Architect and former Landmarks Chair Sherida Paulsen, who had worked under Johnson, recommended that the applicants retain a lighting designer to ensure any system maintained the existing character, that the glass partition either be entirely restored or that the applicants pursue an entirely new direction, and asked that any alteration to the wood panels be rejected outright. Architectural historian Barry Bergdoll said John and van der Rohe created “new palette of spaces” with the restaurant, in which the placement of non-structural elements was essential, and must be preserved so future generation could “understand Philip Johnson in his moment of grace.” One speaker read into the record a letter from Robert A.M. Stern, Dean of the Yale School of Architecture, in which he called the restaurant “one the greatest Modern interiors in the world,” and argued that the alterations would compromise the “sense of enclosure and separateness.” Andrew Dolkart, Director of Columbia’s Historic Preservation Program, said the proposed changes “add nothing to this simple, elegant, carefully designed interior.” Architect Belmont Freeman testified that the application betrayed a “misunderstanding of the design of the restaurant,” and the glass partition was a “unique Philip Johnson design” that demanded protection.”
Several preservationists expressed concern that the replacement of the glass partition with impermanent, planters, which they said would be unregulated by Landmark as moveable features, would allow the owners to make further changes without public oversight. John Arbuckle of Docomomo, a group dedicated to the preservation of Modernist architecture, said RFR acquired the building with full knowledge of the “responsibilities to maintain it to a higher public purpose,” and said any renovation should not “visibly alter the architecture or the basic lighting scheme and it concepts.” The New York Landmarks Conservancy’s Alex Herrera argued that the alteration diminished the landmark’s special character and harmed the integrity of the design. Partial owner of the Four Seasons Restaurant, Edgar Bronfman, Jr., called RFR “a capricious and disingenuous owner,” and said that if the changes were approved, they would lead to further alterations.
Commissioner Fred Bland said the commission did not need to consider the design intent behind the separation of the bar and dining room, because the glass partition had been installed by the creator of the space, and further found no compelling reason for making the walnut panels operable. Commissioner John Gustafsson said the dining room was “a perfect square” and “a perfect space,” whose integrity should not be compromised. Commissioner Diana Chapin said the restaurants structural elements possessed “architectural meaning and values,” creating “An intentional sense of space,” and their alteration would cause “irreparable” harm.

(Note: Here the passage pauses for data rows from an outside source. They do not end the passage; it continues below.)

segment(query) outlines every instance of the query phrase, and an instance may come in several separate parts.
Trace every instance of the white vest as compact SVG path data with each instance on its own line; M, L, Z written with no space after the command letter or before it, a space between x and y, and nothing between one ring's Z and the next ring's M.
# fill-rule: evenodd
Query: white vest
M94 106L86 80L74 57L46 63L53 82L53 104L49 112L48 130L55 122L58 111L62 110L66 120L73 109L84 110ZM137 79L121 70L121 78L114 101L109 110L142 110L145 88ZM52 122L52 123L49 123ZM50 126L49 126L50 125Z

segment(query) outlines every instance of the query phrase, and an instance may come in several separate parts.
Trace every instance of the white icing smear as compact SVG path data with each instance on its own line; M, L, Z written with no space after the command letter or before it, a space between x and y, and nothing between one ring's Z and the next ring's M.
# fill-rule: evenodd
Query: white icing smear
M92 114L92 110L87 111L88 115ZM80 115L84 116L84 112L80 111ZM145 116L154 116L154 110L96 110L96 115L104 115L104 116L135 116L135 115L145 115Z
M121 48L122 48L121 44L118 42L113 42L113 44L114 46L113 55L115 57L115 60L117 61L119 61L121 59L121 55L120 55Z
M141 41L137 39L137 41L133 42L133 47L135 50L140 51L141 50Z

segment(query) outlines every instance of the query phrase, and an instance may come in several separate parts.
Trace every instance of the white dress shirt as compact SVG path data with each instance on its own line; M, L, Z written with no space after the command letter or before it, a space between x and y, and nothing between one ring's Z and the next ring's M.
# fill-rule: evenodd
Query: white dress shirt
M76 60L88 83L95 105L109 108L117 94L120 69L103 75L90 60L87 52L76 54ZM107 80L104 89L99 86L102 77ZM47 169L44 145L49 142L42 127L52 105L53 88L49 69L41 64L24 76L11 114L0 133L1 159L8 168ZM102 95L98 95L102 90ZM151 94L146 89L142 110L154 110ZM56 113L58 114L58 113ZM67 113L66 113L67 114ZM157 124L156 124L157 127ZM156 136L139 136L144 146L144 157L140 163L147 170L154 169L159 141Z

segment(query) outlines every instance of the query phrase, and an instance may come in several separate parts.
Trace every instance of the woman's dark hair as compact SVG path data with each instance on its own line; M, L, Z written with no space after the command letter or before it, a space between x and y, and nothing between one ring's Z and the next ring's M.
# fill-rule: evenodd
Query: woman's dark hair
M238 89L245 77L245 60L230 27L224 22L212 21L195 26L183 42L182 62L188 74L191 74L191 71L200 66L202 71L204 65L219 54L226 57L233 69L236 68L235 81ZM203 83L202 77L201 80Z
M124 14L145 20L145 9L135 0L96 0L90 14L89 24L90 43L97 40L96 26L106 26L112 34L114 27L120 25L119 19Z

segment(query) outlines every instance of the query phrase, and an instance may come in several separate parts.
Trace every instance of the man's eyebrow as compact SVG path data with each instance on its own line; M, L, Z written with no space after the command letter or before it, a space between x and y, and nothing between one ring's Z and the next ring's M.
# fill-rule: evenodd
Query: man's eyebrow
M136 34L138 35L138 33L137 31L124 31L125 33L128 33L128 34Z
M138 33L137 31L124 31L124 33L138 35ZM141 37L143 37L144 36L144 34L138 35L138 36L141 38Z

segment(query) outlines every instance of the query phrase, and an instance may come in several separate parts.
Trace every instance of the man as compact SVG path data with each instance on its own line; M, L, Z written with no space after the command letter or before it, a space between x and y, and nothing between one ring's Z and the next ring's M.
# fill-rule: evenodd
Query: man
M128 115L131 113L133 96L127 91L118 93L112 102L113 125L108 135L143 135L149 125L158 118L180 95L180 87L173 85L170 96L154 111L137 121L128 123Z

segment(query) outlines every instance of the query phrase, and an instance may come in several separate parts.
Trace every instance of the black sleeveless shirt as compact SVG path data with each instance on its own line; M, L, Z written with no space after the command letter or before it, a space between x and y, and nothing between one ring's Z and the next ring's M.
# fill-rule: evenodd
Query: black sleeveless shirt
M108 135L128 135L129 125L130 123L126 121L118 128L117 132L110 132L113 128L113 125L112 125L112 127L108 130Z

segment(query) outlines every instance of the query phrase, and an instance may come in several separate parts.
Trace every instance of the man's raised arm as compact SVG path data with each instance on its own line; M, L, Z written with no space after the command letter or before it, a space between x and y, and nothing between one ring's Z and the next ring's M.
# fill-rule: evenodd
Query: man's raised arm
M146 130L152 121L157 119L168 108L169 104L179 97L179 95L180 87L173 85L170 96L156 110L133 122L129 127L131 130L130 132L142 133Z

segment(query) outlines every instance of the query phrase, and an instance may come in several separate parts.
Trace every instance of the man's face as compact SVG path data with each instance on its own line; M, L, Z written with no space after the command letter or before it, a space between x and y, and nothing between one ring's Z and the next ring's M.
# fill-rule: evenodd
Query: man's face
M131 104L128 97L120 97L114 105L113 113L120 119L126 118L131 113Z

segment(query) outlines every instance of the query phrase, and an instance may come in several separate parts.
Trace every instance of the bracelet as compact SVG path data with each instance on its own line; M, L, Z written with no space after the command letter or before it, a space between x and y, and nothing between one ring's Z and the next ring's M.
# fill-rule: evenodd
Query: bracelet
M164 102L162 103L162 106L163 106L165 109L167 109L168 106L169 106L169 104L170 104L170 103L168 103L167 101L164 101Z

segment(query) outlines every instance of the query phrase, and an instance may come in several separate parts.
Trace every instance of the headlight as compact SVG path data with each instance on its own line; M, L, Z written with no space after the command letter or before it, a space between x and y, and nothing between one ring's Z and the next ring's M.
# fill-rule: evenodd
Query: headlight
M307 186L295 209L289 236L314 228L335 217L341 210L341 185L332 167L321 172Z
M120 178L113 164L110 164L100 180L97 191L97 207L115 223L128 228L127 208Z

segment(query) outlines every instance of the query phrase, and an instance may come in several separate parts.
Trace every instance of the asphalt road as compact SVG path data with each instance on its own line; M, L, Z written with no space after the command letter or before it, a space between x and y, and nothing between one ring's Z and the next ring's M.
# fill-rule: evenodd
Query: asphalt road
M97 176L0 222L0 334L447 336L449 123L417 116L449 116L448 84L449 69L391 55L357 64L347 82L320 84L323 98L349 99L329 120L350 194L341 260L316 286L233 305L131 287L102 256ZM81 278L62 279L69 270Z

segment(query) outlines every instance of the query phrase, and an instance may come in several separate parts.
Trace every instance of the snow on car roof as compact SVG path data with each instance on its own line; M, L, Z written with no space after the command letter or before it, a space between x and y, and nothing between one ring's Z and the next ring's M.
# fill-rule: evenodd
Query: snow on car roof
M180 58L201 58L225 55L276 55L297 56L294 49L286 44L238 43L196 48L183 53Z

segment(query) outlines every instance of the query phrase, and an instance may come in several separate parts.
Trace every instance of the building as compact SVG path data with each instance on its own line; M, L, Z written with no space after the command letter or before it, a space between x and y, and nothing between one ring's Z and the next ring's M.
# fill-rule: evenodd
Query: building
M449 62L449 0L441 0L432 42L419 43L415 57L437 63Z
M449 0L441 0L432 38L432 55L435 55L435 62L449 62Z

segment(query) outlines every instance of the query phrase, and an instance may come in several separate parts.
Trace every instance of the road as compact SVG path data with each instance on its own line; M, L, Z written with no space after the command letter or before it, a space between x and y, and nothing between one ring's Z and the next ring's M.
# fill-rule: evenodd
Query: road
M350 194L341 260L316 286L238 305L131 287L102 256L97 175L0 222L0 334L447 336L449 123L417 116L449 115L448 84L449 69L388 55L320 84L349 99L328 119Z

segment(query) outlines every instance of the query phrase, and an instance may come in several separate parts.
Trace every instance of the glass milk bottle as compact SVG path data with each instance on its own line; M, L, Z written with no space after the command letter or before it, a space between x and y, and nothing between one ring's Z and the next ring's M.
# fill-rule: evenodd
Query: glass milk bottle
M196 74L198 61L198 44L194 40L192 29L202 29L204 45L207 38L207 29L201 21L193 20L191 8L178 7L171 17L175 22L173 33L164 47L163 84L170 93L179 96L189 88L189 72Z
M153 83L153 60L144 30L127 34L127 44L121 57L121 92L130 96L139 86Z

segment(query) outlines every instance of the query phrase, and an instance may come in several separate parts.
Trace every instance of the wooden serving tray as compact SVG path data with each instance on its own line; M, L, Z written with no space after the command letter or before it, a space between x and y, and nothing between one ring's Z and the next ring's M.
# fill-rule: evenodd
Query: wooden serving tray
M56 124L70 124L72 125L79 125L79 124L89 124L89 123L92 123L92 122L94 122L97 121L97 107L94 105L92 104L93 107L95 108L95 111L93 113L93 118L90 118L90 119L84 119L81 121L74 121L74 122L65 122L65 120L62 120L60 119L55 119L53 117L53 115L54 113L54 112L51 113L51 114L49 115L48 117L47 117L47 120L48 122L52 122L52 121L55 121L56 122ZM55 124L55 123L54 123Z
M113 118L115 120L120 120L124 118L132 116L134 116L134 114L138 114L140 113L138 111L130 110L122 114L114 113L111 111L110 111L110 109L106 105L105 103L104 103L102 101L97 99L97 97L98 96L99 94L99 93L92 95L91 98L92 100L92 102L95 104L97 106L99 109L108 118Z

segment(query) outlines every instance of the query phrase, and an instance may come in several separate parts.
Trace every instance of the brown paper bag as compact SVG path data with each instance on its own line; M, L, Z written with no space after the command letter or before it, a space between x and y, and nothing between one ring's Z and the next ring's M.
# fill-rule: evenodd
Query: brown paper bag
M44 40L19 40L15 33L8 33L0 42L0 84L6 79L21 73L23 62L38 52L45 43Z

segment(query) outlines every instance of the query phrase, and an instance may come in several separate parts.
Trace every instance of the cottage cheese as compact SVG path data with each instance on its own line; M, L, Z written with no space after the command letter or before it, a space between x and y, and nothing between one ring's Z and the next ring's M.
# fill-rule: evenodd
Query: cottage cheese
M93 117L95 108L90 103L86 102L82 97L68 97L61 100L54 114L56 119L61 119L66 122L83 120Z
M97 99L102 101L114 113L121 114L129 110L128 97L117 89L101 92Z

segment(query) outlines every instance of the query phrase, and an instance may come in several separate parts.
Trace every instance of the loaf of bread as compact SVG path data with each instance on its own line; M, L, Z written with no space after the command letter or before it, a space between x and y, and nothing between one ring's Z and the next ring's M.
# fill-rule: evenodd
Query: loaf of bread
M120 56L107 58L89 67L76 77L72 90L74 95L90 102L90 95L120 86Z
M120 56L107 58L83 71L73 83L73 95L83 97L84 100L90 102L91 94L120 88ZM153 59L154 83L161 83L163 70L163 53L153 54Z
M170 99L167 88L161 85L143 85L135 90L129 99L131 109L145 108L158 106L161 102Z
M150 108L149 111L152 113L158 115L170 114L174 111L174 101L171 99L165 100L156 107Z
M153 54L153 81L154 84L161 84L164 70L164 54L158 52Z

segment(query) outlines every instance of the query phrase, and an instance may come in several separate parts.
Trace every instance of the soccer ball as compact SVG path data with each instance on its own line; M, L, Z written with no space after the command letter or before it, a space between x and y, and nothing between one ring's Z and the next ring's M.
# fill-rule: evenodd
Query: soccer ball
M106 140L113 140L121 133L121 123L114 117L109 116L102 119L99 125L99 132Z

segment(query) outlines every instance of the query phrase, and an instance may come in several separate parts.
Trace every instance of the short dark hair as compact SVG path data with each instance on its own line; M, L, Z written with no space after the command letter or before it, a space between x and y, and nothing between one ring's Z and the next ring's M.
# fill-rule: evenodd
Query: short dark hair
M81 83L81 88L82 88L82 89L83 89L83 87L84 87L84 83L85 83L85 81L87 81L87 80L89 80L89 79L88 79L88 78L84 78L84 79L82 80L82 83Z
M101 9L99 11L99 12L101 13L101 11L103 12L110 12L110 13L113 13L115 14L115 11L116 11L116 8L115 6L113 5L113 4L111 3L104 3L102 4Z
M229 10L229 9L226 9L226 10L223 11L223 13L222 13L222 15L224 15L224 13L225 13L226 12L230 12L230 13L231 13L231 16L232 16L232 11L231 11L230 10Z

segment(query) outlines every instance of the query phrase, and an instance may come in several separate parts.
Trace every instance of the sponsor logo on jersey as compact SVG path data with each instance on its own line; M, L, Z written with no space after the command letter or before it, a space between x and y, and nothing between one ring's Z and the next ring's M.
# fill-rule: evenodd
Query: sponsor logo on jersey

Chair Meenakshi Srinivasan noted that the glass partition was identified as a contributing element to landmark in the designation report, which she found a substantial hurdle to allowing removal. Srinivasan noted that the commission often allowed alterations to interior landmarks, and that she believed the Pool Room could potentially be made more “porous,” there was no support for the direction of the proposed changes among commissioners. She led a unanimous vote to issue a certificate of appropriateness, limited in scope to the replacement of carpets.
LPC: Four Seasons Restaurant, Ground Floor and First Floor Interior, 375 Park Avenue, Manhattan (16-8263) (May 19, 2015).